What are the commonly used methods to study the microbiome?

Microbiome research typically involves sampling from a specific environment (a ‘biome’), which can be a particular geographical area, such as a field or a lake, or a body site, such as the gut or scalp. Genomic material extracted from the samples is then sequenced. This can involve the targeting of taxonomic marker genes, whole genome shotgun (WGS) metagenomic sequencing, and RNA-seq metatranscriptomic sequencing to study diversity, composition and function. Microbial assembled genomes (MAGs) can also be reconstructed for genomic studies of novel organisms.

What kind of data do you use to study the microbiome?

The term ‘microbiome’ refers to the environment that is sampled, including the microbial community. In addition to sequencing data, a range of other measurements can also be taken, depending on the environment sampled. These can include the temperature or pH of soil or water, or gene expression measurements relating to the host organism.

How does network science apply to the microbiome?

Network science involves the study of patterns of connections in complex networks. The study of the microbiome involves networks of interacting microbes connected to wide constellations of other data. These include the array of metabolites that microbes produce, which may in turn interact with host systems, such as the immune system. The holistic approach offered by network science is therefore the only way to reliably and fully understand the microbiome.

What is ‘platform condition/disease fit’?

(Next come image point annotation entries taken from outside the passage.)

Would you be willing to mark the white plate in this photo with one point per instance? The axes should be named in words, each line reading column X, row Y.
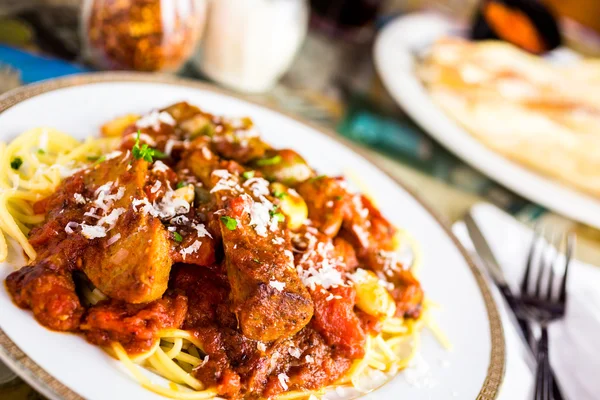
column 79, row 105
column 395, row 51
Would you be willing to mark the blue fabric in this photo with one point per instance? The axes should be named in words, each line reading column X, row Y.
column 33, row 67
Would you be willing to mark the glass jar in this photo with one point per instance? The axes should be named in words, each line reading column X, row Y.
column 250, row 44
column 141, row 35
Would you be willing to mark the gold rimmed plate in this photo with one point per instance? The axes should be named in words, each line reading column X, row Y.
column 65, row 366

There are in the order of 10,000+ human diseases alone, and it is increasingly clear that the microbiome is implicated in many of them. Similar challenges and opportunities exist in animals, plants and other ecosystems. The ability to optimize for platform condition/disease fit will differentiate winners and losers in the emerging bio-economy. 

How does Eagle Genomics help?

Eagle Genomics is enabling a new era of collaborative, data-driven innovation. Our robust analytical platform fuses network science, AI and graph technology, creating a trusted data fabric for life science research. The e[datascientist] empowers scientists to exploit multi-omics data, discover biological connections, formulate and test valuable hypotheses and generate knowledge to tackle the world’s grand challenges.